Del Shannon — “Runaway ’67”
In 1961, Del Shannon released “Runaway,” one of the best songs of its era. It’s great in large part because of the Musitron, an early version of a synth that gives the song a vaguely retro sci-fi quality juxtaposing its subject matter.
Then a whopping six years later he released a new version.
By this point, the Beatles had released Revolver and psychedelia was becoming a thing, so he replaced the Musitron with what sounds like a full-blown orchestra and slowed it down by about a third. And, amazingly, it still works. It didn’t reach legendary status like its predecessor but it really shows Shannon’s range.
Then in 1987 he made another version as the theme song of a TV show called “Crime Story.” It’s less novel. And less good.

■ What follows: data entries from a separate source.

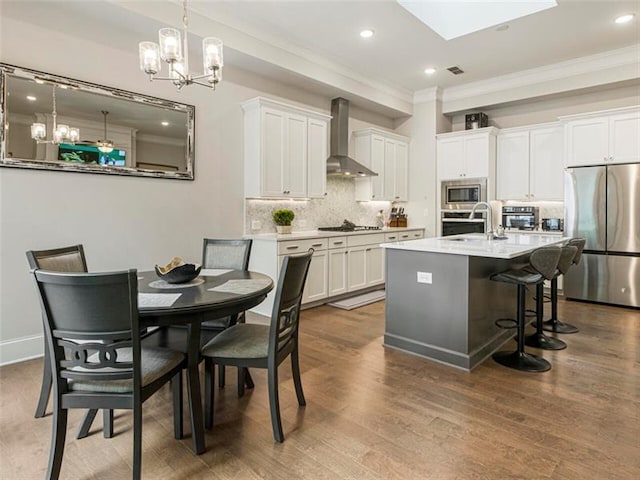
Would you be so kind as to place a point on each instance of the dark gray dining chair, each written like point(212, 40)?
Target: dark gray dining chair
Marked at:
point(93, 333)
point(247, 345)
point(64, 259)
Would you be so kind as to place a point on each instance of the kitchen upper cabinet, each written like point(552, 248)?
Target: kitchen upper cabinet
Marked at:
point(466, 154)
point(599, 138)
point(529, 163)
point(285, 150)
point(387, 154)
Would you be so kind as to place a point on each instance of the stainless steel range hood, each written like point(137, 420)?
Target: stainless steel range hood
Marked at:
point(339, 161)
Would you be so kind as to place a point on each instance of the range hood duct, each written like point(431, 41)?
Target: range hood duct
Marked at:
point(339, 161)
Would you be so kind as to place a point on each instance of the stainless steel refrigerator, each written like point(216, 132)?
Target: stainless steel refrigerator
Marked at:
point(602, 204)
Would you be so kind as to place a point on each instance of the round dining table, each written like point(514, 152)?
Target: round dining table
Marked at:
point(214, 294)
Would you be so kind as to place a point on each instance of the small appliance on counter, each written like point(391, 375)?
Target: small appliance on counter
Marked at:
point(552, 224)
point(397, 218)
point(520, 218)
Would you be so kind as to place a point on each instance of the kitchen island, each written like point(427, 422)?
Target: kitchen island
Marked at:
point(440, 303)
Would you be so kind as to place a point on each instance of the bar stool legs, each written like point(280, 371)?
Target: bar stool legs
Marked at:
point(520, 360)
point(539, 339)
point(553, 324)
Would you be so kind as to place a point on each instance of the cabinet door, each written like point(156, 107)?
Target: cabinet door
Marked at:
point(317, 158)
point(316, 285)
point(356, 268)
point(512, 167)
point(374, 265)
point(337, 271)
point(450, 158)
point(546, 168)
point(295, 167)
point(624, 137)
point(587, 141)
point(273, 153)
point(476, 156)
point(389, 179)
point(401, 183)
point(377, 165)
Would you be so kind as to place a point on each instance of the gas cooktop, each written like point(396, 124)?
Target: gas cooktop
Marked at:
point(346, 228)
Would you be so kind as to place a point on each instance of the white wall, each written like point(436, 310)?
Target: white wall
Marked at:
point(123, 222)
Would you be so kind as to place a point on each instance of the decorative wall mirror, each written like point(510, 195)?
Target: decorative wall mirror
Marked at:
point(57, 123)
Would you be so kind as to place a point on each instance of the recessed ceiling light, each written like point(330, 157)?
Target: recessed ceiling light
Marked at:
point(626, 18)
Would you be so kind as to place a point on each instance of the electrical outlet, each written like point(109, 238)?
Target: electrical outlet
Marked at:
point(425, 277)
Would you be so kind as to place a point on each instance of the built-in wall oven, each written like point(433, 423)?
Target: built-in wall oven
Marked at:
point(458, 222)
point(463, 194)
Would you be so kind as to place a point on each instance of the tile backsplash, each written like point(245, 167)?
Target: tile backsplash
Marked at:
point(338, 205)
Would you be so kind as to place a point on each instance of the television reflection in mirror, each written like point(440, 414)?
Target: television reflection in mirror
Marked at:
point(150, 137)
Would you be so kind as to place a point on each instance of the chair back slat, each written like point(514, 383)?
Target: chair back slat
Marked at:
point(225, 253)
point(91, 322)
point(545, 261)
point(286, 308)
point(65, 259)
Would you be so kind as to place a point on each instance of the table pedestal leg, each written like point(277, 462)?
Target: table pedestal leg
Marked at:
point(193, 385)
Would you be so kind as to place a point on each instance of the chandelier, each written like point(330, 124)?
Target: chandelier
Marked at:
point(61, 133)
point(175, 51)
point(104, 145)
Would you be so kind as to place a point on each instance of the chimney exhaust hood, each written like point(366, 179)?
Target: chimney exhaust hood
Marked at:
point(339, 161)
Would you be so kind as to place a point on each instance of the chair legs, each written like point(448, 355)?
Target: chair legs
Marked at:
point(520, 360)
point(539, 339)
point(58, 436)
point(274, 405)
point(47, 381)
point(553, 324)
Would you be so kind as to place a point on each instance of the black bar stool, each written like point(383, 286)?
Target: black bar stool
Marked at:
point(539, 339)
point(542, 265)
point(553, 324)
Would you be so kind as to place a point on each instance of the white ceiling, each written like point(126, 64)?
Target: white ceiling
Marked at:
point(403, 47)
point(310, 43)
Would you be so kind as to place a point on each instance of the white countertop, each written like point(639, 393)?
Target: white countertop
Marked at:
point(324, 234)
point(476, 245)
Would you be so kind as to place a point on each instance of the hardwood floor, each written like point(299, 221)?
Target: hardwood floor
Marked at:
point(376, 414)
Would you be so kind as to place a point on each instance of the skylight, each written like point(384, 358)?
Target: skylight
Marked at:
point(455, 18)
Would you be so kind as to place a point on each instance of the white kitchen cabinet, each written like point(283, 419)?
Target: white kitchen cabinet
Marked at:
point(285, 150)
point(598, 138)
point(529, 163)
point(316, 286)
point(387, 154)
point(466, 154)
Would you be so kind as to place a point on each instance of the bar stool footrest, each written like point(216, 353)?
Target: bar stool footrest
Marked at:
point(540, 340)
point(525, 362)
point(556, 326)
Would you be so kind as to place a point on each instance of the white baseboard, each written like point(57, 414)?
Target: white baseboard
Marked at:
point(21, 349)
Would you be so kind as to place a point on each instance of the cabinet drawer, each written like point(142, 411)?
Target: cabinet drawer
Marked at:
point(301, 246)
point(337, 242)
point(357, 240)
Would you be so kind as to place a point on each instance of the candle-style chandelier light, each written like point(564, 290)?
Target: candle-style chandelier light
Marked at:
point(175, 51)
point(61, 133)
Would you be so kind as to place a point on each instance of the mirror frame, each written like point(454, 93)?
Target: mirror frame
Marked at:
point(25, 73)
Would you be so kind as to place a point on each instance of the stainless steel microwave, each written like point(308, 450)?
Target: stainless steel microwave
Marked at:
point(463, 194)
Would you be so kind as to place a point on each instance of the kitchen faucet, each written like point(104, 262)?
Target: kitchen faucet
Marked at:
point(488, 223)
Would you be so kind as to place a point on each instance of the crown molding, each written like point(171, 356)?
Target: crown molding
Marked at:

Gordon Lightfoot — “Steel Rail Blues”
Yes, I said I wouldn’t put the Gord’s Gold version of “Canadian Railroad Trilogy” on here. But, surprise! There are two re-recordings of songs about trains on Gord’s Gold! Loophole!
In the ’60s, Gordon Lightfoot was signed to United Artists and released a bunch of albums. They were pretty great. Then he switched to Reprise Records in the ’70s. His style switched pretty significantly. Most notably, he brought the vocals down in pitch and stopped singing so nasally. It’s what he sounds like on “Sundown” and “The Wreck of the Edmund Fitzgerald,” so it’s probably how you envision him sounding.
So when he was going to release a greatest hits album in 1975, he decided that the first record, featuring his UA songs, would be rerecorded to match the style of his current stuff. Reportedly, he just didn’t like listening to his old stuff. And the Gord’s Gold versions have become the canonical ones in a lot of cases.
Just listen to the song above, then listen to the original. Much better, right? I think we can agree it’s much better.